With approximately half of the continental United States consisting of farmland, farming has huge affects on all aspects of the environment around the country. Dan Charles, We Pay Billions For Greener Farms, So What Does that Buy Us?, (Oct. 13, 2016). How a farmer cultivates the land impacts the surrounding water, air, and wildlife. Id. Farming in a sustainable way may benefit the environment, but unfortunately these practices are not usually inline with a farmer’s economic self-interest. Id.

So, how can a country ensure economic stability of farmers while still protecting the environment? Financial incentives provided by the government for farmers to reduce their environmental impact. Id. They are called “conservation” payments and they equate to about $5 billion in government funding (a quarter of the farm subsidies) a year. Id.

Most people view these incentives as necessary, but not always effective or efficient.
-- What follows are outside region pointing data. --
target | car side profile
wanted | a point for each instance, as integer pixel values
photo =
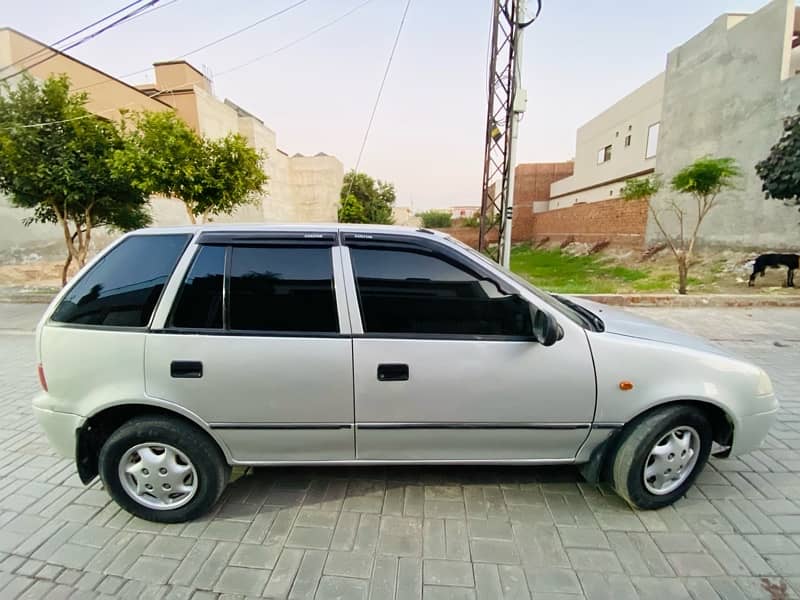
(179, 353)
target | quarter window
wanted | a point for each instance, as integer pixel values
(405, 292)
(122, 289)
(282, 289)
(199, 304)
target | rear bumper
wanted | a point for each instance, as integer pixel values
(59, 427)
(752, 430)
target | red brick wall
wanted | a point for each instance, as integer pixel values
(621, 221)
(532, 183)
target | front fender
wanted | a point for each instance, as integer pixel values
(662, 373)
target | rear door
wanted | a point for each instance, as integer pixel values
(445, 366)
(257, 344)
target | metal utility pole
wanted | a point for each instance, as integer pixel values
(507, 102)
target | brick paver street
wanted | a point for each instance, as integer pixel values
(490, 532)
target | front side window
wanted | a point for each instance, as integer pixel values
(282, 289)
(407, 292)
(122, 289)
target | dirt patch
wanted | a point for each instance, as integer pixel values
(38, 274)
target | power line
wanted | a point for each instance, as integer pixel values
(295, 41)
(380, 92)
(60, 121)
(84, 39)
(209, 44)
(154, 9)
(70, 36)
(243, 29)
(225, 72)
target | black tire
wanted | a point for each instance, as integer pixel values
(634, 448)
(211, 468)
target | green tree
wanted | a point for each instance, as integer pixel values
(55, 159)
(780, 171)
(351, 211)
(436, 219)
(163, 155)
(703, 180)
(375, 196)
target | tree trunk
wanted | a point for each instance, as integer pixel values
(65, 269)
(683, 273)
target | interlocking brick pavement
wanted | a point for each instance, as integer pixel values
(408, 532)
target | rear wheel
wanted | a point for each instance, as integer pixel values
(661, 455)
(163, 469)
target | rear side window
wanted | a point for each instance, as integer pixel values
(123, 288)
(282, 289)
(199, 304)
(406, 292)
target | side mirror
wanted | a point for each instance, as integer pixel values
(545, 328)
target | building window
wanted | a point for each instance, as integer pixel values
(652, 140)
(604, 155)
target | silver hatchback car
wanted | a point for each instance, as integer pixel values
(178, 353)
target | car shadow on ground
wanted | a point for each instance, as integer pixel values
(372, 488)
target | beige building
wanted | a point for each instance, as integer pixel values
(300, 188)
(619, 143)
(724, 92)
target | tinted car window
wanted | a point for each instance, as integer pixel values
(282, 289)
(123, 288)
(408, 292)
(199, 304)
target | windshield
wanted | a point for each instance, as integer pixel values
(547, 298)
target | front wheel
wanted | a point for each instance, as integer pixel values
(163, 469)
(661, 455)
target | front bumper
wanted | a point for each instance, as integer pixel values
(59, 427)
(752, 430)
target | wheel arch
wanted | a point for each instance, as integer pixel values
(722, 426)
(97, 428)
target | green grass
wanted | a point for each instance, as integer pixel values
(556, 271)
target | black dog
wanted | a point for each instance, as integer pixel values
(773, 261)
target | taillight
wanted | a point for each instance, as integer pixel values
(42, 378)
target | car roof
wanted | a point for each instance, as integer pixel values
(291, 227)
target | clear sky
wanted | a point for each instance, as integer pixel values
(580, 57)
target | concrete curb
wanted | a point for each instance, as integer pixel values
(696, 301)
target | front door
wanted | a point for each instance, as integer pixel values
(256, 346)
(446, 368)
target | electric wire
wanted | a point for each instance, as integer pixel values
(70, 36)
(378, 98)
(225, 72)
(83, 39)
(211, 43)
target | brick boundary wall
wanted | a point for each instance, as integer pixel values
(623, 222)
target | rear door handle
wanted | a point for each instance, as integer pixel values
(392, 372)
(187, 369)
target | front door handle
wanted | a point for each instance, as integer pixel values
(392, 372)
(187, 369)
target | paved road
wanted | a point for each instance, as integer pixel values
(410, 532)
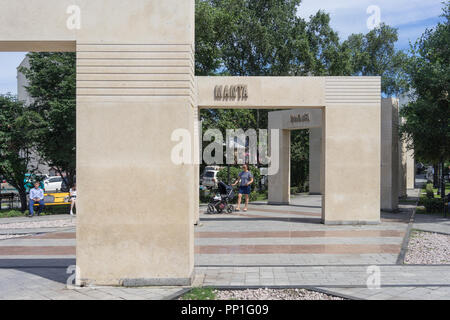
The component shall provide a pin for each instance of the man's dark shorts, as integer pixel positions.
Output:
(245, 189)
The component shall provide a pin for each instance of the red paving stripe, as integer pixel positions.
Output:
(36, 250)
(57, 235)
(302, 234)
(312, 214)
(300, 249)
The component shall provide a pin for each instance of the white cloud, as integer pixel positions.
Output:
(350, 16)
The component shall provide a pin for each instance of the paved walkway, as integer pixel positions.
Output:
(294, 235)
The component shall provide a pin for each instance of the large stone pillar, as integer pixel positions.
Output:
(410, 169)
(280, 182)
(315, 153)
(389, 155)
(352, 136)
(135, 88)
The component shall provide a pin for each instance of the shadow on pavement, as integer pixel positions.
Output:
(51, 269)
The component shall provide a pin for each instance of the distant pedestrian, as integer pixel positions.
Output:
(73, 198)
(36, 196)
(246, 179)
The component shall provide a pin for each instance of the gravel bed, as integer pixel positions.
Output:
(39, 224)
(428, 248)
(272, 294)
(12, 236)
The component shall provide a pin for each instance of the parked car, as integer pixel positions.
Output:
(210, 179)
(53, 183)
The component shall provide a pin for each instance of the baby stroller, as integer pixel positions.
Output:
(221, 200)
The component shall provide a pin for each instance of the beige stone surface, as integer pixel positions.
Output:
(150, 22)
(136, 207)
(135, 85)
(315, 162)
(389, 154)
(351, 136)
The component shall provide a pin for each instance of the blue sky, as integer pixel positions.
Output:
(411, 17)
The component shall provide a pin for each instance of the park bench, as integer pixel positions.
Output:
(56, 199)
(8, 198)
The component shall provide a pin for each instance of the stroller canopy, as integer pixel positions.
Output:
(223, 188)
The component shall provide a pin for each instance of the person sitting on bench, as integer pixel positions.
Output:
(36, 196)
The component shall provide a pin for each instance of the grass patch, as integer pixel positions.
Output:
(200, 294)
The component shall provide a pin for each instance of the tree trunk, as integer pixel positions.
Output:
(442, 182)
(23, 199)
(435, 176)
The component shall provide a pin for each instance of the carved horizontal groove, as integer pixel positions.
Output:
(134, 77)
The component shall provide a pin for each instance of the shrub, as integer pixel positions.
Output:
(432, 205)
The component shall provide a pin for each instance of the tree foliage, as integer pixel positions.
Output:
(52, 85)
(427, 127)
(18, 134)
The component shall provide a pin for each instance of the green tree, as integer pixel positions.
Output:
(374, 54)
(18, 134)
(52, 85)
(427, 127)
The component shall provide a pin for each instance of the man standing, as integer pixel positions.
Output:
(36, 196)
(246, 179)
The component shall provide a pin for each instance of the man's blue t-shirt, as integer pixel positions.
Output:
(245, 177)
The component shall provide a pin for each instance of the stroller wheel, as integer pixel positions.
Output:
(210, 209)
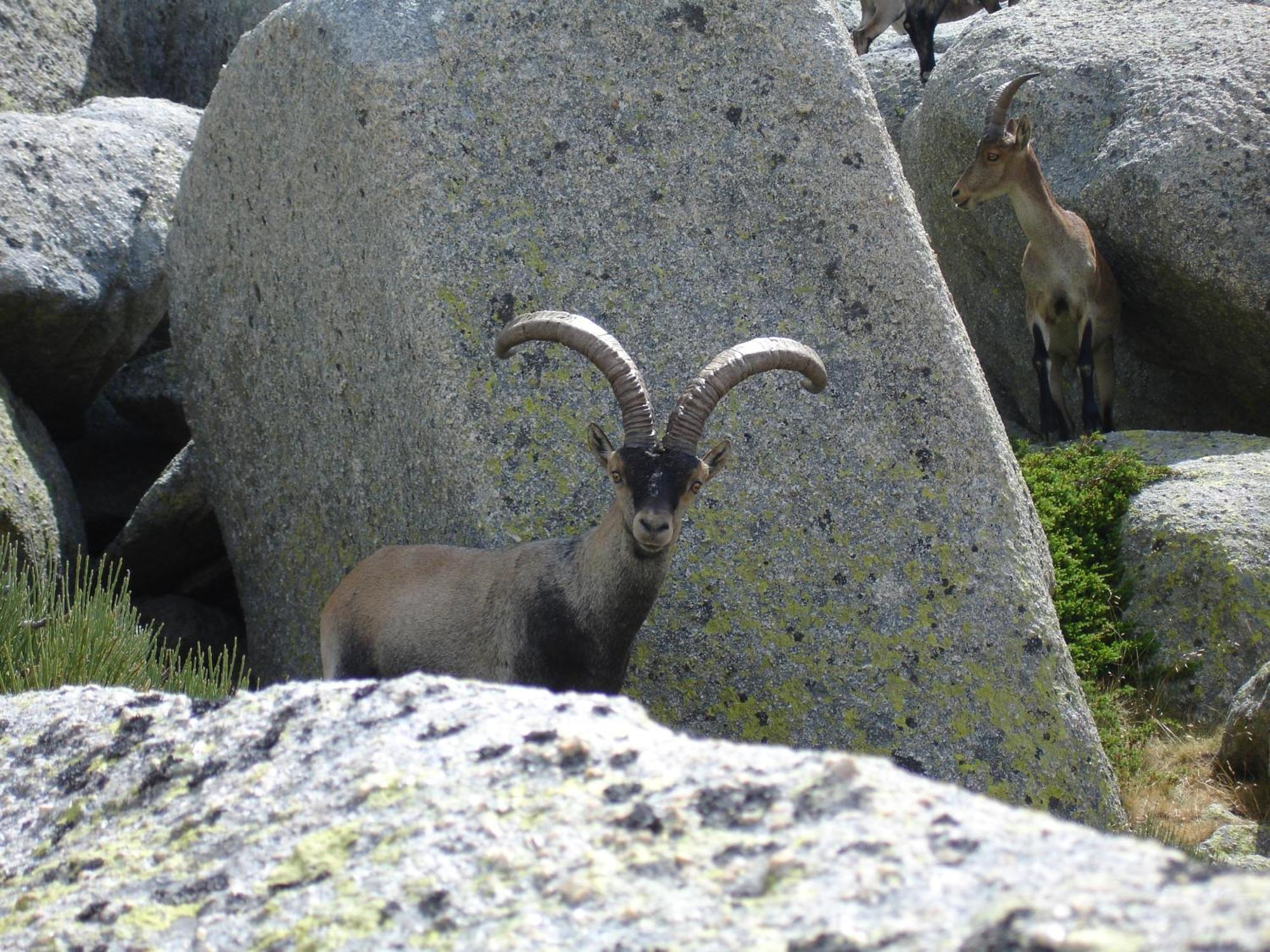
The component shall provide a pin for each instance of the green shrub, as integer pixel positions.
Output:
(77, 626)
(1081, 492)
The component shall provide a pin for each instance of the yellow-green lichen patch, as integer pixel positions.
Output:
(322, 854)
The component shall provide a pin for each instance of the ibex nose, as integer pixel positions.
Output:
(655, 527)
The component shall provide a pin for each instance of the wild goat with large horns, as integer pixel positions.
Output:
(1073, 300)
(561, 614)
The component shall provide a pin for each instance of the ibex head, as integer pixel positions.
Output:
(656, 480)
(1001, 152)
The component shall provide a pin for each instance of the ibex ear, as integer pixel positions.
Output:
(717, 458)
(599, 445)
(1023, 131)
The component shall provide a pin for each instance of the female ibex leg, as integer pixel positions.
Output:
(1104, 380)
(1085, 364)
(1052, 416)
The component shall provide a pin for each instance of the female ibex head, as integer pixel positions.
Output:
(1001, 152)
(658, 479)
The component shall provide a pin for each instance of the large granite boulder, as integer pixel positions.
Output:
(45, 51)
(893, 73)
(1197, 558)
(869, 573)
(473, 817)
(172, 534)
(112, 465)
(147, 393)
(86, 202)
(1150, 121)
(170, 49)
(1245, 752)
(39, 508)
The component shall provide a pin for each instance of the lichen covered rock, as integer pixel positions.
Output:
(86, 202)
(868, 573)
(1245, 751)
(468, 817)
(39, 508)
(1197, 560)
(1241, 846)
(1150, 121)
(45, 53)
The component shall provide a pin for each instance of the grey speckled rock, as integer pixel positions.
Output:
(1241, 846)
(170, 49)
(172, 534)
(1245, 750)
(1150, 120)
(465, 817)
(868, 574)
(1197, 557)
(45, 49)
(86, 201)
(1169, 447)
(39, 507)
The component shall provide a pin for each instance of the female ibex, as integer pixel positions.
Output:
(561, 614)
(1073, 300)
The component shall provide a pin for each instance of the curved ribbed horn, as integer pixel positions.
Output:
(730, 369)
(603, 350)
(995, 121)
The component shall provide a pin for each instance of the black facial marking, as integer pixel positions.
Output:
(657, 478)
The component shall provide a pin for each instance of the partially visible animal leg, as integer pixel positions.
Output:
(869, 31)
(1104, 379)
(1052, 414)
(1090, 417)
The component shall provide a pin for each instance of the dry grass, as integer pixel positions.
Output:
(1166, 798)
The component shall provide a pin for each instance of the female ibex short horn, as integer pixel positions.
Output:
(561, 614)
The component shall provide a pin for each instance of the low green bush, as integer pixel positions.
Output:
(1081, 493)
(63, 625)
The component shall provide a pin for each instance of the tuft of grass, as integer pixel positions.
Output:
(74, 625)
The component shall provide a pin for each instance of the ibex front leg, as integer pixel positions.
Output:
(1090, 418)
(1052, 417)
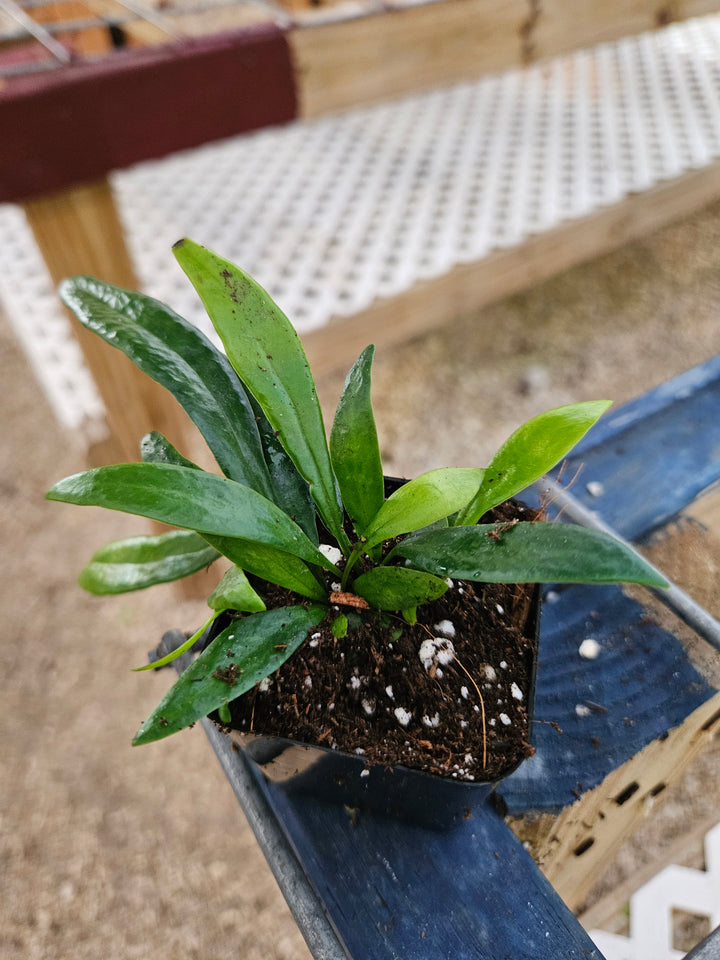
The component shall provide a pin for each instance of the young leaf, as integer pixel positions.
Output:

Some believe these payments should be directed to produce specific public benefits in priority areas (like limiting agriculture on steep land to reduce erosion and fertilizer runoff), but unfortunately this strategy hasn’t been widely successful. Id. Typically, for an environmentally beneficial practice to be widely used amongst farmers it must also benefit their bottom line. Id.

This week, the Environmental Working Group rolled out a new database dedicated to transparency between the government, farmers, and consumers, allowing anyone to see who is receiving incentives and for what agricultural practice. Id. Hopes are high that the database will aid in making the incentives more effective in promoting sustainable farming practices. Id.